Description
What happened + What you expected to happen
I found some issues when using dataset.write_iceberg
.
This is my test data file data.csv
id,data
1,1
2,2
3,3
4,4
This is my job, I use two tasks, each consumes two rows.
INPUT = "./data.csv"
TABLE = "test_iceberg.table_1"
OUTPUT = "./output.csv"
ds = ray.data.read_csv(paths=INPUT).repartition(2)
ds.write_iceberg(
table_identifier=TABLE,
concurrency=2,
)
ds1 = ray.data.read_iceberg(
table_identifier=TABLE,
selected_fields=("id",),
)
ds2.write_csv(path=OUTPUT, num_rows_per_file=100)

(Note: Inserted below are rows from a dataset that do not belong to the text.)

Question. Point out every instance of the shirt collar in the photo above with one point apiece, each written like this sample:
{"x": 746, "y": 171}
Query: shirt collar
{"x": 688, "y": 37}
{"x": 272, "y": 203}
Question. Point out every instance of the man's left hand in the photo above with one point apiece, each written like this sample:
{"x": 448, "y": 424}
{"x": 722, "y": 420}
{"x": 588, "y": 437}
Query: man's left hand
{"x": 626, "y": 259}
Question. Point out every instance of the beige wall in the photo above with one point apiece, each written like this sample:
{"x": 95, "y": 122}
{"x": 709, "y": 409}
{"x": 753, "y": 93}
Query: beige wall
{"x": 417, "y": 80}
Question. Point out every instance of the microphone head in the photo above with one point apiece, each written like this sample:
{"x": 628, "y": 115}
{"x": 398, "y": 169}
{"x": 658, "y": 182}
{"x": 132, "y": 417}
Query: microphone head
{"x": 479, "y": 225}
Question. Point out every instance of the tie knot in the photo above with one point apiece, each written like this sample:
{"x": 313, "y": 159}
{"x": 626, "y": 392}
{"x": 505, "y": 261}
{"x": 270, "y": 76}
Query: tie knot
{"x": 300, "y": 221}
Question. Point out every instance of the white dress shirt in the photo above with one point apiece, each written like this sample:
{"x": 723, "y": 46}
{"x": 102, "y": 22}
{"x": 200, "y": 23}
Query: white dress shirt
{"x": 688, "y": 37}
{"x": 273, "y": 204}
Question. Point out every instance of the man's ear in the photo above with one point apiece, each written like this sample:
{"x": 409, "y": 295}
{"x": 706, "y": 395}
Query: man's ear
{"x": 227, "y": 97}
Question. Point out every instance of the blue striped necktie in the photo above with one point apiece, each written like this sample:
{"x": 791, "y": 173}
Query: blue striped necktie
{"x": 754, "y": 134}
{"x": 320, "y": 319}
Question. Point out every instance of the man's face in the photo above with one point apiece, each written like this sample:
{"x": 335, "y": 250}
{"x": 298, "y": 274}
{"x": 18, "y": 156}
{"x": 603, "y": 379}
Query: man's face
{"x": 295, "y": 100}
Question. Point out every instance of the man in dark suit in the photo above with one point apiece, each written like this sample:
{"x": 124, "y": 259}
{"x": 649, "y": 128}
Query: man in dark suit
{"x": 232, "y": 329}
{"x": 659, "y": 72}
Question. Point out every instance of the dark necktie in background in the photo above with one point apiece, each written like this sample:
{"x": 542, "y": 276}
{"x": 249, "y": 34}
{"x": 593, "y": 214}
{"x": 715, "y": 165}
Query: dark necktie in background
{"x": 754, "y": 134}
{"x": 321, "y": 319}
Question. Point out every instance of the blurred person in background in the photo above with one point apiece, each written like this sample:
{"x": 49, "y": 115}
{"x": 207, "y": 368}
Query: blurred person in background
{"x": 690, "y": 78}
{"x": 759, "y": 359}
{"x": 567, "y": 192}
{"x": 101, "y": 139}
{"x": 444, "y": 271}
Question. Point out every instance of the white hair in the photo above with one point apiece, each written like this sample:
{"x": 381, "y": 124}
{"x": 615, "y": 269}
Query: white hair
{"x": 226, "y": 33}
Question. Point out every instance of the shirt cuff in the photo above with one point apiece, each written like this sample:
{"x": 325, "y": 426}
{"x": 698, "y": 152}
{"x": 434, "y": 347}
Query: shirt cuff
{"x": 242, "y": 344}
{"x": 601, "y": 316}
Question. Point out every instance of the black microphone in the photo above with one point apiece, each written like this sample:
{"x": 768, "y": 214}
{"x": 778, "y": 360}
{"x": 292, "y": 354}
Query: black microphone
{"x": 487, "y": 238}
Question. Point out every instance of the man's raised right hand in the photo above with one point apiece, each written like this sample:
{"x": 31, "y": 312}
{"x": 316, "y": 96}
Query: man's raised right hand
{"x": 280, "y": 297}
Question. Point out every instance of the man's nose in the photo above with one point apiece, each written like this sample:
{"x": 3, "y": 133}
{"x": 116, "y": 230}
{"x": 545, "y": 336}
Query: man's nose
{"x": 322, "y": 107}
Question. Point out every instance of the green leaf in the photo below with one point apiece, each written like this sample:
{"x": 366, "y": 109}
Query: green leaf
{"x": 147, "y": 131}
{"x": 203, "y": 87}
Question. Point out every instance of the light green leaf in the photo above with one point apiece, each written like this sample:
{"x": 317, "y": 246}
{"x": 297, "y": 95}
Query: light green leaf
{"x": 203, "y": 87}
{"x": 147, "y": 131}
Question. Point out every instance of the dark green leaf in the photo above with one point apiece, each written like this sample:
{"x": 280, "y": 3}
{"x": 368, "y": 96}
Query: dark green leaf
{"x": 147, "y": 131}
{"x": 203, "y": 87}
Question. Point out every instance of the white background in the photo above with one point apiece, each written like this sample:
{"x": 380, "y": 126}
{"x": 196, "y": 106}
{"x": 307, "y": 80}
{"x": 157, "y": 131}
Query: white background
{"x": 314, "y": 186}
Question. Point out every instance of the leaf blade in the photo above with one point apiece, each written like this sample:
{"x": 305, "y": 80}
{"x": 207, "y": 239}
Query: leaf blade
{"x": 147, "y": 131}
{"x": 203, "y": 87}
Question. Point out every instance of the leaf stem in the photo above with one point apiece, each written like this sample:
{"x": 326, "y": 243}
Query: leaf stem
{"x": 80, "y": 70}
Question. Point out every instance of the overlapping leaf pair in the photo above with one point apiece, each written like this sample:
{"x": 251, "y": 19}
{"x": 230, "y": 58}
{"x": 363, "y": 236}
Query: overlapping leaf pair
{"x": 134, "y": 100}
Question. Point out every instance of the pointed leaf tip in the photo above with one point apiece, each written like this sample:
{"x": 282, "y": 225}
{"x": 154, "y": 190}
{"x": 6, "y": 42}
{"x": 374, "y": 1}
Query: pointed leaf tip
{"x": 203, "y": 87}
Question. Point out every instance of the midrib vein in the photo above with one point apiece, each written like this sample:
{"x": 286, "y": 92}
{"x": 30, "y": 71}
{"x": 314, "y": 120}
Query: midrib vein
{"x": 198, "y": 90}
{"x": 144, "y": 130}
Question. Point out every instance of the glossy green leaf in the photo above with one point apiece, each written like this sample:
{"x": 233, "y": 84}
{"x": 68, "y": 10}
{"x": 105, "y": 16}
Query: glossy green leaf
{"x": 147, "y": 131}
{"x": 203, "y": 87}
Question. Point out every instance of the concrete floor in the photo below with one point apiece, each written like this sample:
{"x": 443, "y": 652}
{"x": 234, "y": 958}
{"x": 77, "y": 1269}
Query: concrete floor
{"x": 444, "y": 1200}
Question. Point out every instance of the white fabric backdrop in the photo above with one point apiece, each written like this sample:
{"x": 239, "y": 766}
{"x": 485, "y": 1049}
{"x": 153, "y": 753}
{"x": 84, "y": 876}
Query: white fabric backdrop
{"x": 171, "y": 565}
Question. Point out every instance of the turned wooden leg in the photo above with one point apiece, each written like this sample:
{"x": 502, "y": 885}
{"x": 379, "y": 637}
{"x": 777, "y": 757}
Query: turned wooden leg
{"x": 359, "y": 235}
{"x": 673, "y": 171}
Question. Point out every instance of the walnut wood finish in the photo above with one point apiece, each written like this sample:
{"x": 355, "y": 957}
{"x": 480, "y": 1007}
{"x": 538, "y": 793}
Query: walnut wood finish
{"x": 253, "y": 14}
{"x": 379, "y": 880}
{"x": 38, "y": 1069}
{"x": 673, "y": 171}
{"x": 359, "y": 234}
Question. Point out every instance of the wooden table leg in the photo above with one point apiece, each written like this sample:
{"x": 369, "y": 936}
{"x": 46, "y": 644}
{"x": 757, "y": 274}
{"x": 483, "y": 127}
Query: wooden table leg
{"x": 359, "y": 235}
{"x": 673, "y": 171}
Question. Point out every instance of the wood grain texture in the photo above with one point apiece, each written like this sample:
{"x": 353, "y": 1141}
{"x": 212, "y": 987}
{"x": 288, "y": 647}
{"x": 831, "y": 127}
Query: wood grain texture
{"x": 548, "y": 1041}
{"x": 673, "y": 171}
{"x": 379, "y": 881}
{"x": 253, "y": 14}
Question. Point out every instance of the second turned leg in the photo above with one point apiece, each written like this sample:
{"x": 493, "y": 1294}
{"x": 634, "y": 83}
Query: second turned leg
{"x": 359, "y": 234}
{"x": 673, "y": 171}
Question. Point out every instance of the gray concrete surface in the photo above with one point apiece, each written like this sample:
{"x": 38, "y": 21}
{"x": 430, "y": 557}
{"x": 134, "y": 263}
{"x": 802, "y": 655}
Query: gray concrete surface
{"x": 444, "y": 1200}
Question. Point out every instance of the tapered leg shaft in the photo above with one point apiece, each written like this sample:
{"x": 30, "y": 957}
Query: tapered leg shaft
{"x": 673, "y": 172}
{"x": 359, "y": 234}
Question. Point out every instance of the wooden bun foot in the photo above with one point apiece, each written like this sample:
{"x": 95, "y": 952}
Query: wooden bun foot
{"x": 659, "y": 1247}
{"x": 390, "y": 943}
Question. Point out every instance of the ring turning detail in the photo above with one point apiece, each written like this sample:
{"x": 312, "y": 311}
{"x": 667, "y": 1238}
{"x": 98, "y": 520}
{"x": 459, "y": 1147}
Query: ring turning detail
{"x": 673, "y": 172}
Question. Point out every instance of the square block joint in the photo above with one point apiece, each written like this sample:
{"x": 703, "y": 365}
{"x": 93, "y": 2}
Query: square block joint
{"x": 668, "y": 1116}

I write the test data into the iceberg table, and then read it from iceberg table. The following is the output result, 3, 3
and 4, 4
disappeared.
id,data
1,1
2,2
1,1
2,2
I guess the data written to iceberg is wrong, so printed some logs when write to iceberg, and found two tasks wrote to the same file.
# task1 wrote to
s3://metastore/ab41d4e8f7d13aed/catalogs/a33d63478c6a8d5c/schemas/9dfb0fd4607250b3/tables/a1ccb264901f053d/data/category=BsC0tAlRF12eZjY2FFYLLddPhEv3oXsLOVNTnd0efuEQeR5zz7/00000-0-2cb19c81-42d2-4dbb-9143-3066b499e1cd.parque
# task2 wrote to
s3://metastore/ab41d4e8f7d13aed/catalogs/a33d63478c6a8d5c/schemas/9dfb0fd4607250b3/tables/a1ccb264901f053d/data/category=BsC0tAlRF12eZjY2FFYLLddPhEv3oXsLOVNTnd0efuEQeR5zz7/00000-0-2cb19c81-42d2-4dbb-9143-3066b499e1cd.parque
The file written by the task is determined by the uuid
. Using the same uuid for all tasks will cause all tasks to write to the same file, and only the data read by one task will be written.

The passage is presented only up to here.